John Adams and the “Three Gallowses”
Boston 1775 reader Laurie Halse Anderson, author of Fever 1793 and the upcoming Chains, just wrote to me:
All kinds of books quote [John] Adams as calling 1777 “the year of the hangman,” but I can’t find anyone who cites a primary source document so I can a) verify it and b) put it in context with whatever else he was writing.Laurie hit on a mystery that’s been bugging me, too. I’ve seen various writers say that 1777 was called “the year of the hangman” because the date looked like a line of gallows, and because the British authorities were threatening to hang lots of people—either convicts in Britain or rebels in America, it’s not clear which. But I haven’t seen any citation of a primary source. So I went hunting.
Do you have a clue about where this one comes from?
In 1789, Adams exchanged letters with Henry Marchant of Rhode Island (shown above, courtesy of Wikipedia), recollecting their experiences in the Continental Congress. The Vice President wrote:
I left Congress on the 11th of November, 1777, that year which the Tories said, had three gallowses in it, meaning the three sevens...I don’t know the exact date of that letter because it appeared only in a footnote in the third volume of The Works of John Adams, edited by grandson Charles Francis Adams and published in 1851.
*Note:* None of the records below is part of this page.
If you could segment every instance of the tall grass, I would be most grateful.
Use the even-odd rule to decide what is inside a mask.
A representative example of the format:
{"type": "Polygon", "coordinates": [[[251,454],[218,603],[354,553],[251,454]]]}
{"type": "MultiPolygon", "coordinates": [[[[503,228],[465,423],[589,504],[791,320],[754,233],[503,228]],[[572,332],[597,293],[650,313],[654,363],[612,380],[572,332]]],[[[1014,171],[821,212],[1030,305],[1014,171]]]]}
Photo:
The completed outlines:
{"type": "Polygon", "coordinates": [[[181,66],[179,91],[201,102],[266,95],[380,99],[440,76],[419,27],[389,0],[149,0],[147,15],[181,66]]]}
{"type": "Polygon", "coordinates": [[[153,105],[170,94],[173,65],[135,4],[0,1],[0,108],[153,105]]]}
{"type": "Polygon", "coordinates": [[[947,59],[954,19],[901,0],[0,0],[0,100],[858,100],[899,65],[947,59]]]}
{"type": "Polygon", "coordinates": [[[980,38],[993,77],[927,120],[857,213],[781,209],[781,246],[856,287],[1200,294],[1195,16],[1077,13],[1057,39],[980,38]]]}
Within a decade, historians were taking John Adams’s word for it that Tories had indeed said the year 1777 should be read that way. The November 1859 Atlantic Monthly included an article that stated: “The Tories felt certain of victory. In the political almanac of that party, 1777 was ‘the year with three gallows in it.’”
There are only two problems with that conclusion:
- We still don’t have any citations of an actual Tory saying or writing anything of the sort. The phrase “three gallows(es)” doesn’t appear in the Archive of Americana database for that period. Perhaps there were such quotations—in Britain? in undigitized newspapers? in private letters? But I haven’t found them yet.
- It’s possible that this remark didn’t make it into writing, but Adams heard Loyalists say it. But where would a Continental Congress delegate known for pushing independence hear such remarks?
- As I’ve noted before, Adams liked to see himself as facing up to stronger opposition and criticism than was really out there. It seems quite plausible that he heard one political opponent—or even a political ally—joke about the sevens in 1777 and recalled that was what “Tories” threatened in general.